Building an End-to-End LLM Pipeline with AWS SageMaker

I've been putting together a pipeline on AWS that takes raw data, trains a large language model, and serves it for inference — all without managing a single server. The setup spans a few services, but each piece has a clear job. Let me walk you through how it all fits together.

The Pipeline at a Glance

The data flows like this:

AWS Glue extracts raw data and writes it as Parquet to S3
Amazon Athena queries and validates that data on demand
SageMaker Training Jobs consume the data and train the LLM
SageMaker Batch Transform runs batch inference for evaluation
SageMaker Endpoints serve the trained model in production
Downstream services call those endpoints for real-time inference

Each layer does one thing well. Let's go through them.

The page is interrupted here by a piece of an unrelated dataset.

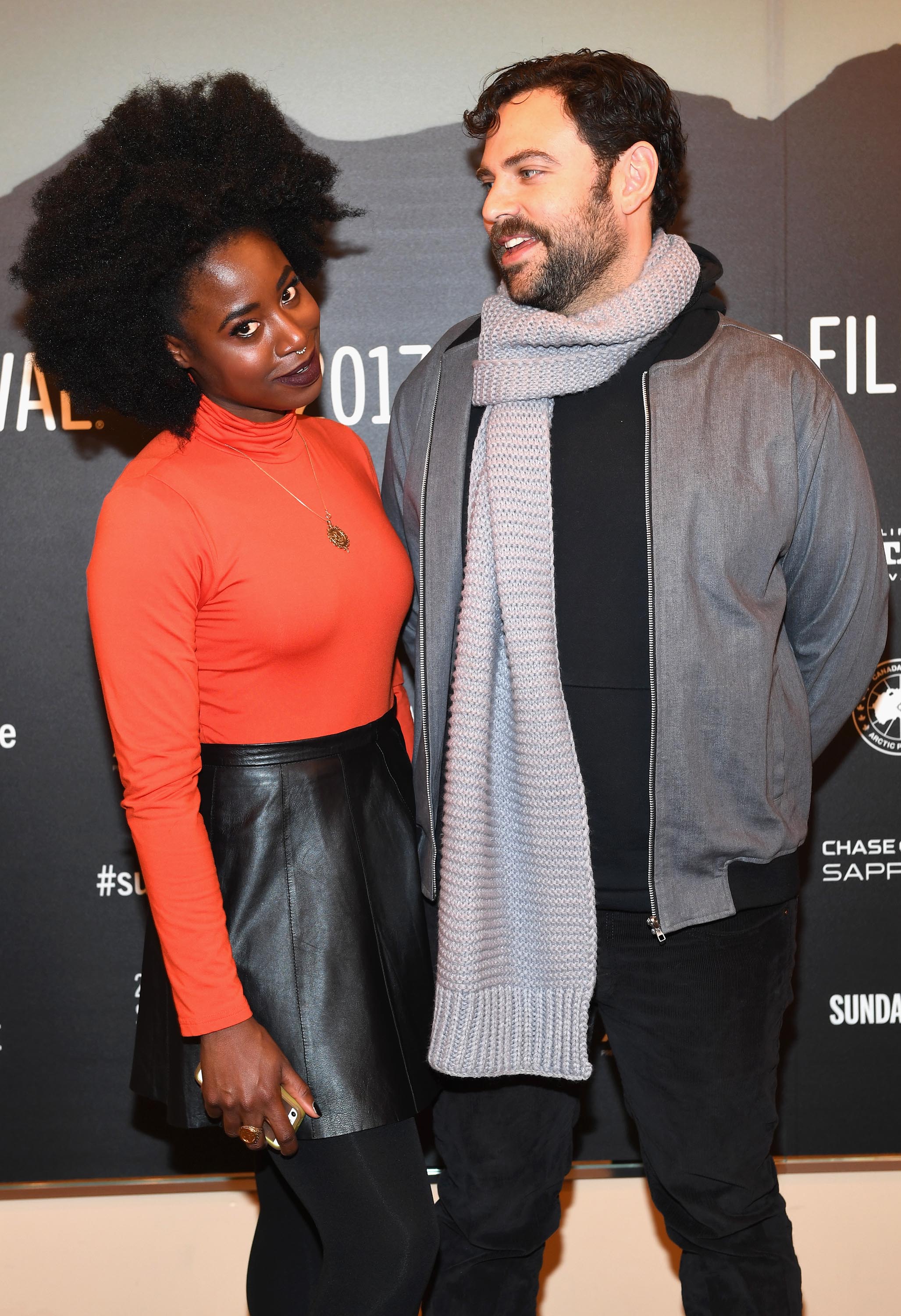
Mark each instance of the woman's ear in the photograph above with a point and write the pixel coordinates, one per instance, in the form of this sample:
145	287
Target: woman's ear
179	352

Extracting Data with AWS Glue

Glue is where the pipeline starts. A Glue Job pulls raw data from the source, applies transformations, and writes it out as Parquet files to an S3 bucket. Parquet is the right format here — it's columnar, compressed, and works seamlessly with everything downstream.

from awsglue.job import Job
from awsglue.context import GlueContext
from pyspark import SparkContext

sc = SparkContext()
glueContext = GlueContext(sc)
job = Job(glueContext)

raw_data = glueContext.create_dynamic_frame_from_catalog(
    database="my_database",
    table_name="raw_events"
)

glueContext.write_dynamic_frame_from_options(
    frame=raw_data,
    connection_type="s3",
    connection_options={
        "path": "s3://my-bucket/training-data/",
        "partitionKeys": ["date"]
    },
    format="parquet"
)

job.commit()

The job runs on a schedule, so the S3 bucket stays fresh without any manual intervention.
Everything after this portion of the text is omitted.